You know what? I even think there's an argument that signing players who can fight makes good hockey sense. Nothing quantifiable, nothing that most of our readers would be able to put any stock in, but hockey is an emotional game played balancing on a knife's edge between intensity and a loss of control, and the sight of a teammate dropping the gloves and standing up for his club in the most obvious manner can be a fortifying one. A good fighter is like a good leader or a popular teammate: somebody whose contribution cannot be laid down in easy numerical terms but who is making a contribution all the same.

That doesn't mean I think teams should sign goons, though. Oh, God, no.

Let us take our own Zack Stortini as an example. Stortini got in 17 fights in the 2009-10 season. The Oilers win-loss record in games where Stortini fought, regardless of whether he won or lost, was 7-8, and in all other games was 20-47 (Stortini fought twice in games against Tampa Bay and San Jose; the Oilers won both).

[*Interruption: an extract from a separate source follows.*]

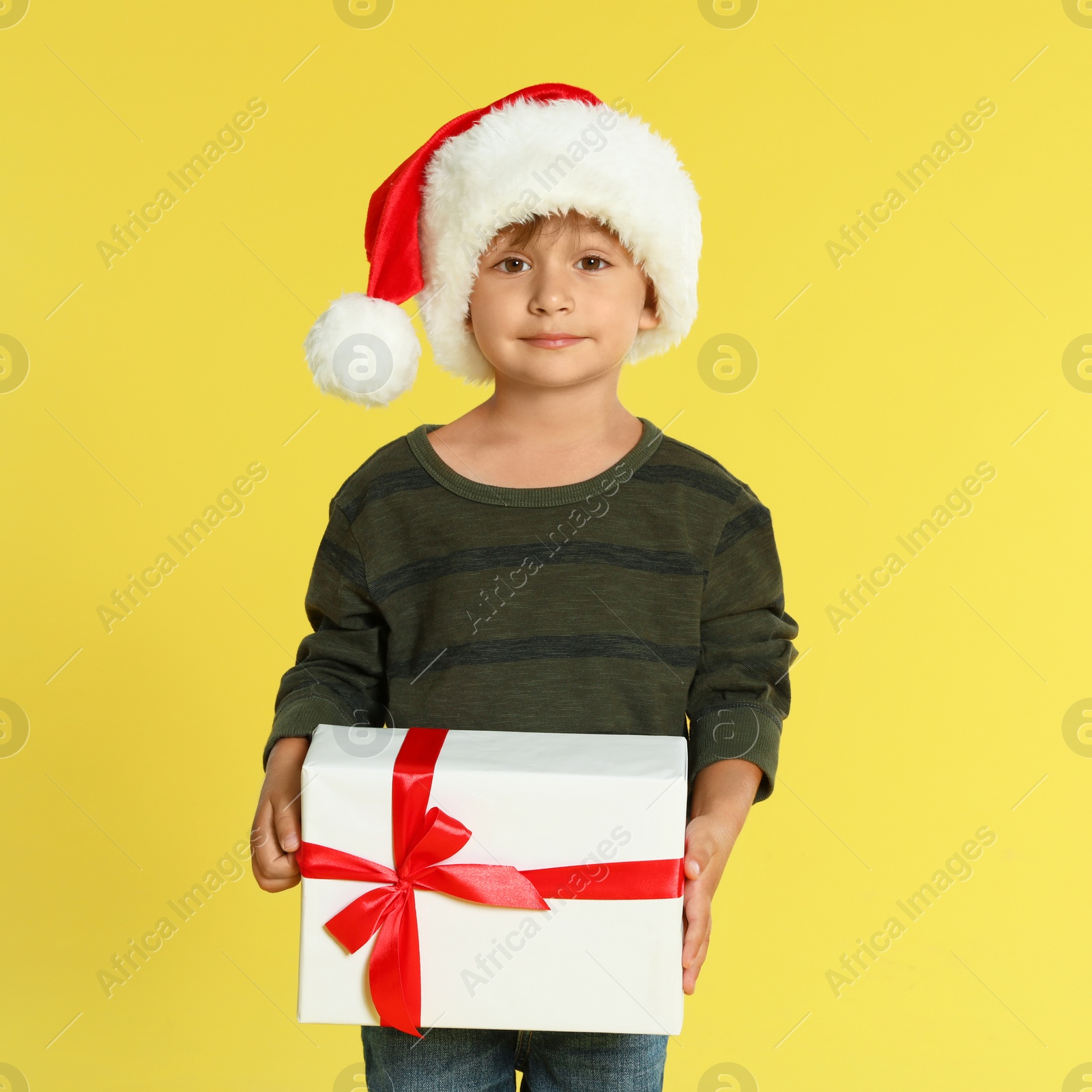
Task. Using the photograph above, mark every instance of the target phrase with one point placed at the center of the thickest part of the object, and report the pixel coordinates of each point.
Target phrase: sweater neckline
(538, 497)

It's a small sample and of course the Oilers are a rather extreme example as one of their core problems was that, being a terrible team which was compiling terrible results, they needed better-than-average effort and intensity to win any hockey game and anything that might spur them on to greater efforts was an asset. More importantly, correlation does not equal causation: were the Oilers playing harder because Stortini inspired them with his fisticuffs, or did Stortini drop the gloves because the Oilers were playing hard and he was caught up in the rush?

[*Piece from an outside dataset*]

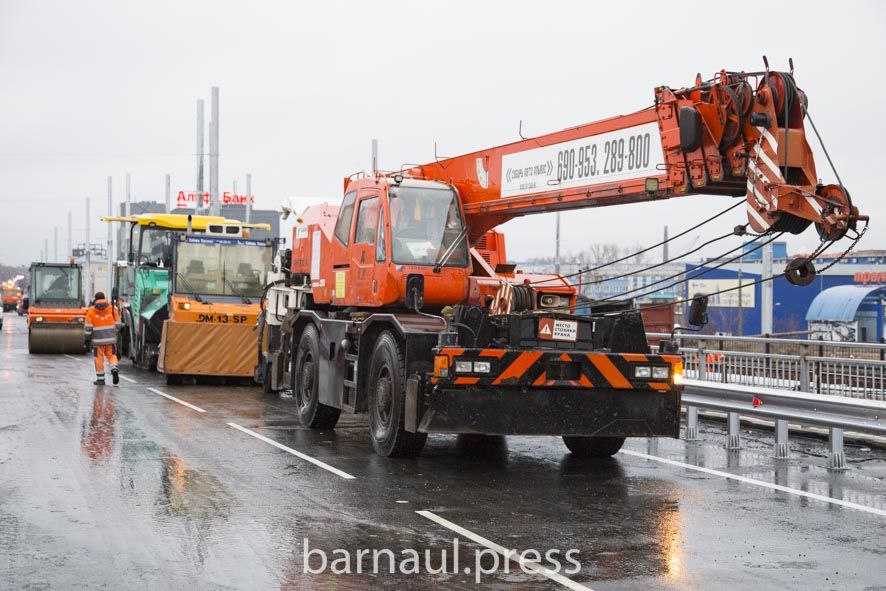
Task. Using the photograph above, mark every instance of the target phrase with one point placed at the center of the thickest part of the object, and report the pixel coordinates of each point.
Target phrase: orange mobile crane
(400, 302)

It's a terrible example in another way, as well: Zack Stortini is actually quite a good hockey player as well as a decent scrapper. You can play Stortini for seven, eight, even ten minutes a night and come out ahead. Stortini and Dustin Penner were the only Oilers to play more than sixty games and record a plus rating. Even on a night where Stortini doesn't inspire anybody in his vague, impossible-to-quantify but undoubtedly entertaining way, you'll still want him on the ice because he knows his way around it. This isn't true of Derek Boogaard, or Steve MacIntyre, or Jody Shelley, or Donald Brashear, or most of the other players we think of when we say the word "goon". It wasn't true of Georges Laraque for the longest time, although as Big Georges becomes a parody of his former self it is growing more and more accurate by the day.

I have nothing but respect for well-rounded ruffians like Zack Stortini but I have absolutely no time for mere goons or tough guys on my hockey team. Why would I? A guy who can score goals or prevent them has a far larger and far clearer impact on team success than somebody who plays two minutes a game and can punch really hard. Somebody who can do both is by far preferable, and thank goodness we have one. So why did we sign that garbage bag full of useless MacIntyre again?